I don't want to build on your platform, build on my platform
I don't want to use your money, use my money
I don't want to enrich you, enrich me
The story of this industry
@nic People inherently know that minting your own money is a scam, in that there is nothing to back it.
Satoshi had this backdrop and the fact that people are not acquainted with non-state money and no certainty that what he was making would gain moneyness.
Once the value of the system was proven, the game changed. Satoshi built a self-banking network, others are trying for piggy banks.
For the honest, there may be a unit of account out there with your pseudonym on it.
I agree, but it is open to question as to why he/she/it didn't burn the coins he/she/they mined. There's various possibilities, it seems to me.
@waxwing @nic Damn autocorrect 😂 I guess if they were many people it could have been difficult for all of them to agree on what to be done, or Satoshi left too early and didn't foresee the development of Bitcoin, so it didn't seem necessary to do that at the time and would have seemed awkward after years of silence.
@waxwing leaving them unconsolidated is 'good enough' for me. i suspect it was probably because satoshi didn't want people to know exactly how many s/he had, for fear of ruining the early perceived legitimacy of the system
@nic This is a rare situation where I disagree with you.

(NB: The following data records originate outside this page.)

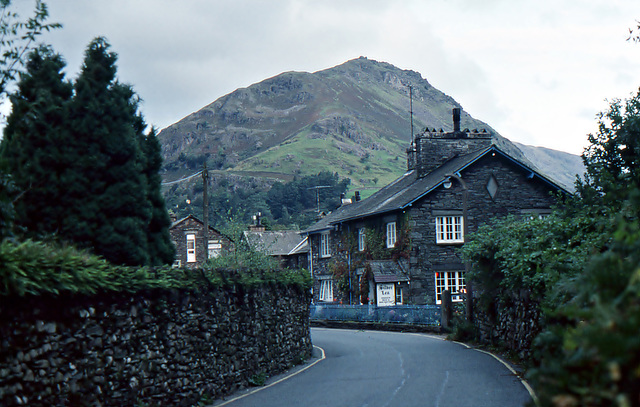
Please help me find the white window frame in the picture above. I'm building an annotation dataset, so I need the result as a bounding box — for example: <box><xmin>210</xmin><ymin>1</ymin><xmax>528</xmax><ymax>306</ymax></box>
<box><xmin>436</xmin><ymin>215</ymin><xmax>464</xmax><ymax>244</ymax></box>
<box><xmin>358</xmin><ymin>228</ymin><xmax>367</xmax><ymax>252</ymax></box>
<box><xmin>207</xmin><ymin>240</ymin><xmax>222</xmax><ymax>259</ymax></box>
<box><xmin>318</xmin><ymin>279</ymin><xmax>333</xmax><ymax>302</ymax></box>
<box><xmin>387</xmin><ymin>222</ymin><xmax>398</xmax><ymax>249</ymax></box>
<box><xmin>396</xmin><ymin>283</ymin><xmax>404</xmax><ymax>305</ymax></box>
<box><xmin>434</xmin><ymin>271</ymin><xmax>467</xmax><ymax>304</ymax></box>
<box><xmin>320</xmin><ymin>232</ymin><xmax>331</xmax><ymax>257</ymax></box>
<box><xmin>187</xmin><ymin>233</ymin><xmax>196</xmax><ymax>263</ymax></box>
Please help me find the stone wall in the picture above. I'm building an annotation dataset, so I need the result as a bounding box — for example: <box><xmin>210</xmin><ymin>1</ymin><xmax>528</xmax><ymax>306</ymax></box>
<box><xmin>0</xmin><ymin>284</ymin><xmax>312</xmax><ymax>406</ymax></box>
<box><xmin>474</xmin><ymin>293</ymin><xmax>542</xmax><ymax>359</ymax></box>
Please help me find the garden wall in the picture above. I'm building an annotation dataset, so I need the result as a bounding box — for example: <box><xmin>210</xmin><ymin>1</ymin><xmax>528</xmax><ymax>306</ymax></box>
<box><xmin>0</xmin><ymin>284</ymin><xmax>312</xmax><ymax>406</ymax></box>
<box><xmin>474</xmin><ymin>293</ymin><xmax>542</xmax><ymax>359</ymax></box>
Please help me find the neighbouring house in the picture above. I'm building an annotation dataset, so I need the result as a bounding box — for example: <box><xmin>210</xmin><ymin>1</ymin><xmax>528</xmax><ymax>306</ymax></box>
<box><xmin>303</xmin><ymin>109</ymin><xmax>570</xmax><ymax>305</ymax></box>
<box><xmin>169</xmin><ymin>215</ymin><xmax>232</xmax><ymax>269</ymax></box>
<box><xmin>244</xmin><ymin>213</ymin><xmax>309</xmax><ymax>269</ymax></box>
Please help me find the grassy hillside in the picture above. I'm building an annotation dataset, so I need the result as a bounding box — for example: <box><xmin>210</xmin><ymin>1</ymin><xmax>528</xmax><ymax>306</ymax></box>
<box><xmin>159</xmin><ymin>57</ymin><xmax>581</xmax><ymax>217</ymax></box>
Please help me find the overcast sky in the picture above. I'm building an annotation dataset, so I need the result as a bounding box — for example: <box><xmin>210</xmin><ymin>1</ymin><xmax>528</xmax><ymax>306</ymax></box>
<box><xmin>14</xmin><ymin>0</ymin><xmax>640</xmax><ymax>154</ymax></box>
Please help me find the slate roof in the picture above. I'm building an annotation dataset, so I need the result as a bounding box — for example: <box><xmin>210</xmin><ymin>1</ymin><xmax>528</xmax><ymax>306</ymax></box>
<box><xmin>303</xmin><ymin>145</ymin><xmax>570</xmax><ymax>234</ymax></box>
<box><xmin>169</xmin><ymin>215</ymin><xmax>223</xmax><ymax>235</ymax></box>
<box><xmin>244</xmin><ymin>230</ymin><xmax>309</xmax><ymax>256</ymax></box>
<box><xmin>368</xmin><ymin>260</ymin><xmax>409</xmax><ymax>283</ymax></box>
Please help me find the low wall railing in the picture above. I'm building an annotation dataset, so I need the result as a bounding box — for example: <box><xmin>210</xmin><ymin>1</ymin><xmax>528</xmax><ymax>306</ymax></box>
<box><xmin>310</xmin><ymin>303</ymin><xmax>441</xmax><ymax>326</ymax></box>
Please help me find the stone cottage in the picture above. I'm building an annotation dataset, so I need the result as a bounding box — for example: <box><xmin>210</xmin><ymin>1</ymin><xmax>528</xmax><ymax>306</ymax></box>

Everyone should be free to mint their own money. They just aren't welcome to any guarantee that their Chuck E. Cheese tokens will be valued or honored by anyone else.
@nic I've always seen Satoshi's private keys as the "keystone" to Bitcoin. I believe he knew this as well, and honestly I wouldn't be surprised if he purposefully destroyed any record of those keys to preserve the system he had created. He had the discipline to walk away and not meddle, he most certainly would have the fortitude to make that choice about his coins.